In order to improve the catalytic performance of ZSM-5 molecular sieves, a series of modification methods for ZSM-5 molecular sieves have been developed by the skilled artisan.
CN101259424B discloses a preparation method of a non-binder ZSM-5 zeolite catalyst for toluene shape-selective disproportionation, which is mainly prepared by a series of modification methods of shaping, template-free hydrothermal crystallization, acid pickling dealumination silicon-supplementing silicate chemical liquid deposition treatment and the like by taking ZSM-5 zeolite as a main active component. However, in the method, a large amount of non-framework aluminum is generated in the dealumination and silicon supplementing process to block the pore channels, and the subsequent liquid phase deposition treatment is added to further block the pore channels, so that the diffusion of reactants and products is affected.
CN101380591a discloses a preparation method of an alkali-treated modified ZSM-5 zeolite toluene disproportionation catalyst, which is to remove part of silicon on a framework by alkali, so that part of the framework is partially collapsed to generate part of mesopores. Then washing with organic acid, drying the catalyst, then carrying out chemical liquid phase deposition modification by using cyclohexane solution of tetraethoxysilane, drying and roasting to obtain the catalyst, wherein the obtained catalyst is particularly suitable for preparing benzene and paraxylene by toluene shape-selective disproportionation, and can obviously enhance toluene conversion rate.
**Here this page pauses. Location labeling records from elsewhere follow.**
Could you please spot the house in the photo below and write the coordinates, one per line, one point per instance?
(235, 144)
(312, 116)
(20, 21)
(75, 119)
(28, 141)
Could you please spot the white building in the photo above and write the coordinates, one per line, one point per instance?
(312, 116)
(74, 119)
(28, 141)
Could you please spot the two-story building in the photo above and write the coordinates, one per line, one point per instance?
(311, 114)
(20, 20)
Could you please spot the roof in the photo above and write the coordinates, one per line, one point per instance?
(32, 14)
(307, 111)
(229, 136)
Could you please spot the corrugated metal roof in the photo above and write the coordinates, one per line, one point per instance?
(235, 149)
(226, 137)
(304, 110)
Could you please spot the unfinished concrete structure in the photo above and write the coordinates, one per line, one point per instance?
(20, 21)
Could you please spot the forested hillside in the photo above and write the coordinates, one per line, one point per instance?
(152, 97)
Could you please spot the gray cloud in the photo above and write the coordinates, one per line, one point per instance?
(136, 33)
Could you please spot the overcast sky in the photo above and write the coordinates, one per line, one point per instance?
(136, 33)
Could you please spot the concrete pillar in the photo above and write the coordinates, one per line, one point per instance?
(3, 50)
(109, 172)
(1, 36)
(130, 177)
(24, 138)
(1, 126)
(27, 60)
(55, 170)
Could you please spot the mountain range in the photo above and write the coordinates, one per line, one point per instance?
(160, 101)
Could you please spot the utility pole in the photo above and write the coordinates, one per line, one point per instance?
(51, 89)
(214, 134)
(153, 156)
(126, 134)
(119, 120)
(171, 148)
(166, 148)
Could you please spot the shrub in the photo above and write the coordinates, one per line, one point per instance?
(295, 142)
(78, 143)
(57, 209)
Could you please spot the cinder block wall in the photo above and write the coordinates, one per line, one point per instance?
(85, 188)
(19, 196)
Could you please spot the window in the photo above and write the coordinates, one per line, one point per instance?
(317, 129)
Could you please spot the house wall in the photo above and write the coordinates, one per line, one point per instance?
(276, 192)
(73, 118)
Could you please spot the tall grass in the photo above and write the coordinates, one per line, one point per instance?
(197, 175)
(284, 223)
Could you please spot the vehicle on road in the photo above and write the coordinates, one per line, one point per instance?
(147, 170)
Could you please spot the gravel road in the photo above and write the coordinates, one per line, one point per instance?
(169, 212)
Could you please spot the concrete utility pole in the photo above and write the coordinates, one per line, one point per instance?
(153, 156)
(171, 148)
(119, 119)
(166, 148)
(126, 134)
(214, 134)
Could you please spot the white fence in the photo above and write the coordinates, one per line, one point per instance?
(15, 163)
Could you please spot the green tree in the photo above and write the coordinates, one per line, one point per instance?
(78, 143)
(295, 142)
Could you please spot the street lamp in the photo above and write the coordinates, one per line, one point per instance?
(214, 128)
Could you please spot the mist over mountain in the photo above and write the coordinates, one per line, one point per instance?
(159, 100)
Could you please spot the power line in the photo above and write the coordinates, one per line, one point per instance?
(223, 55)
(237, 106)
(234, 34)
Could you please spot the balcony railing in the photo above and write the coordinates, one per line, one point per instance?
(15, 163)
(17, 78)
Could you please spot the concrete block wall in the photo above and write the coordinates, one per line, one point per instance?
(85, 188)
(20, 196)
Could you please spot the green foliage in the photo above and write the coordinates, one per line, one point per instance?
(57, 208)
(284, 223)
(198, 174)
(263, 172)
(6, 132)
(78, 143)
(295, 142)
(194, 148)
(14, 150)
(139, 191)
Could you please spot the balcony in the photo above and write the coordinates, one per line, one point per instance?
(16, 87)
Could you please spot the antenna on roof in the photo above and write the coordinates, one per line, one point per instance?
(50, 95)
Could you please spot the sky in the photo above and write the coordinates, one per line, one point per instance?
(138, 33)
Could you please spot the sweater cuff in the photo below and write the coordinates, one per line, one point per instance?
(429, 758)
The selectivity in toluene methanol disproportionation reaction can be improved through subsequent modification of the ZSM-5 molecular sieve, but when the catalyst is applied to hydrodewaxing reaction, the pore expansion effect can be achieved due to acid, alkali treatment and other modes, the pore expansion can possibly lead the beneficial components isoparaffin and/or monocyclic aromatic hydrocarbon in the diesel fraction to enter the pore passage, even the reaction is carried out, and the non-framework aluminum can block the pore passage to a certain extent, so that the diffusion of cracking products is prevented, the occurrence of secondary cracking reaction is caused, and the yield and quality of target products are reduced.
Disclosure of Invention
Aiming at the defects of the prior art, the invention provides a modified ZSM-5 molecular sieve for hydrodewaxing and a preparation method thereof, wherein the molecular sieve prepared by the method has large pore volume and low acid quantity, can effectively reduce the side reactions such as cyclic hydrocarbon/isoparaffin cracking, linear alkane secondary cracking and the like in the hydrodewaxing process, and promotes the hydrogenation ring opening of polycyclic aromatic hydrocarbon, and the preparation method thereof.
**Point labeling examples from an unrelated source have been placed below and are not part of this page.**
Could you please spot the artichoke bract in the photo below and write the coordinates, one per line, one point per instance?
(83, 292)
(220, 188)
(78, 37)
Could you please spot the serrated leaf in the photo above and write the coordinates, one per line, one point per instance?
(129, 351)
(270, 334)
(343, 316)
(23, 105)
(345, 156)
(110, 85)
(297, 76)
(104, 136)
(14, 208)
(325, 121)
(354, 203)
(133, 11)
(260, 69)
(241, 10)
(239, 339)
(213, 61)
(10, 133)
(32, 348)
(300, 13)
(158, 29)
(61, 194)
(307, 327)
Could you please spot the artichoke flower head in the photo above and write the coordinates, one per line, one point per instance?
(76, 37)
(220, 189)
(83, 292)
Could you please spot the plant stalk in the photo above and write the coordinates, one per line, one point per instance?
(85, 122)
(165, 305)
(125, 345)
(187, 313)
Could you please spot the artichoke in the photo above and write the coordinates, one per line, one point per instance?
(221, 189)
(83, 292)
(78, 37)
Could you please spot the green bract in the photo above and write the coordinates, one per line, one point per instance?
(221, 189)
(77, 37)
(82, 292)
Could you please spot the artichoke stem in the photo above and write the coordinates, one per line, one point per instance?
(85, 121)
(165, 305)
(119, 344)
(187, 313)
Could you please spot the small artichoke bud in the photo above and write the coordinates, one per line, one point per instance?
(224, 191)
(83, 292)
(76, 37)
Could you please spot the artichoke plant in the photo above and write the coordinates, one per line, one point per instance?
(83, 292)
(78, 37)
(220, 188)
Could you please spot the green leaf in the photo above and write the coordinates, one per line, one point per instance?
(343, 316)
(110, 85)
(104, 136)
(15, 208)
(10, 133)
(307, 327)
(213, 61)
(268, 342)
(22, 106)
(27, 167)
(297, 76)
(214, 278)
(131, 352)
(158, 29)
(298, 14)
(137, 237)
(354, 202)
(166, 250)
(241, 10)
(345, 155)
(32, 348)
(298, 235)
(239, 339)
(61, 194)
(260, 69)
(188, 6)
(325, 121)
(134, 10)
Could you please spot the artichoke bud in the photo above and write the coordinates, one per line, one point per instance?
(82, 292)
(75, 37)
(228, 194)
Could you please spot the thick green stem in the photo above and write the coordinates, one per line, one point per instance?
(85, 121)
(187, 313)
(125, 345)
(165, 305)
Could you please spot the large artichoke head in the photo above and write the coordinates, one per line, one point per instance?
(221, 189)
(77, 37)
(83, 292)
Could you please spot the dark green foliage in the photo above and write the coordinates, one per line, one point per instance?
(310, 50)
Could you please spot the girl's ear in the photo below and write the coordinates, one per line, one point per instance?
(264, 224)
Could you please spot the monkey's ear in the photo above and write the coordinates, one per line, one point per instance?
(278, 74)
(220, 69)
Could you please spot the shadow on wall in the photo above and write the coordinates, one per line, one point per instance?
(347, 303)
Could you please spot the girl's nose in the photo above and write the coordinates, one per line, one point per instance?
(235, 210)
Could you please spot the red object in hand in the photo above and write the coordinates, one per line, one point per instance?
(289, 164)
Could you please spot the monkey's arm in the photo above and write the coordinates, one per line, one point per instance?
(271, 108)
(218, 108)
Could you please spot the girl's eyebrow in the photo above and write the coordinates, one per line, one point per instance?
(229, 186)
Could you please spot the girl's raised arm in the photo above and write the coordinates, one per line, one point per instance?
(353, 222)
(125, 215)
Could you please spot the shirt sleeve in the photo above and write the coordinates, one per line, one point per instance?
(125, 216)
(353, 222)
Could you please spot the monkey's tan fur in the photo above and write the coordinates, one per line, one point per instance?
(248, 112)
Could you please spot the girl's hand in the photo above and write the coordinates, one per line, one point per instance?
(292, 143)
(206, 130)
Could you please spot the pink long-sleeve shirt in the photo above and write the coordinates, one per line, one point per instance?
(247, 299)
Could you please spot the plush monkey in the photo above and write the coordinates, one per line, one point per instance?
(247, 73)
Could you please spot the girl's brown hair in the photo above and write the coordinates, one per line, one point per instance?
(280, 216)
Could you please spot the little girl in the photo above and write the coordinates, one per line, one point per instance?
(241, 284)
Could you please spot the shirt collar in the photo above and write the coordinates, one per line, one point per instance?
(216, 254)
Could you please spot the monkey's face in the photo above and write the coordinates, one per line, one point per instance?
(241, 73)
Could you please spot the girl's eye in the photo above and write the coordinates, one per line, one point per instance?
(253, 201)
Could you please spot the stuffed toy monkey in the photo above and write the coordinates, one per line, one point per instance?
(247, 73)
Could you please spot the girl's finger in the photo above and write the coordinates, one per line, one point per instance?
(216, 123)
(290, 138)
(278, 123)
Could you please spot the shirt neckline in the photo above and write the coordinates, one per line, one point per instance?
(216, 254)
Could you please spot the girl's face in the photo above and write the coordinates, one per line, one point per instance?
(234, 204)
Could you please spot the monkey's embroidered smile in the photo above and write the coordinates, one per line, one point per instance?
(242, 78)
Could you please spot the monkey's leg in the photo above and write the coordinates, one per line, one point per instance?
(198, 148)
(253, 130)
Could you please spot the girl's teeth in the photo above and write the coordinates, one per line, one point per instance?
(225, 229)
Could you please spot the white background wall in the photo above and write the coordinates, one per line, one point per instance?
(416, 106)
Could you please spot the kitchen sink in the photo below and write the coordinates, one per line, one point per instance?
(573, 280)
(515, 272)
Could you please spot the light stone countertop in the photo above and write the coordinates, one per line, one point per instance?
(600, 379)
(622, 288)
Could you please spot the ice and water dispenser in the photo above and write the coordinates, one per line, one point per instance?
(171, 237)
A method for preparing a modified ZSM-5 molecular sieve for hydrodewaxing, comprising the following steps:
(1) Carrying out silicon dissolving treatment on the ZSM-5 molecular sieve;
(2) Dealuminating the material in the step (1);
(3) Impregnating the material in the step (2) by adopting an acidic buffer solution;
(4) And (3) carrying out drying and roasting on the material loaded amino silicone oil in the step (3) to obtain the modified ZSM-5 molecular sieve finally used for hydrodewaxing.
In the process of the present invention, the ZSM-5 molecular sieve in step (1) may be commercially available or may be prepared as follows
Prepared by the prior art. For example, the preparation method comprises the following steps: mixing a certain amount of sodium oxide, deionized water, sodium metaaluminate, silica gel, and template agent (TPA 2 O) mixing, wherein the molar ratio of each material is as follows: (25-300) SiO 2 :1Al 2 O 3 :TPA 2 O:(0.01~10)Na 2 O:(100~1100)H 2 O; transferring the mixed materials into a stainless steel crystallization kettle, and crystallizing at a certain temperature; after crystallization, washing the mixture product with deionized water until the pH value is 7-8; the resulting sample was dried at 110 ℃ and ground.
In the method of the invention, the desilication treatment in the step (1) can be one or more of NaOH, quaternary ammonium salt and NaOH under the protection of the quaternary ammonium salt.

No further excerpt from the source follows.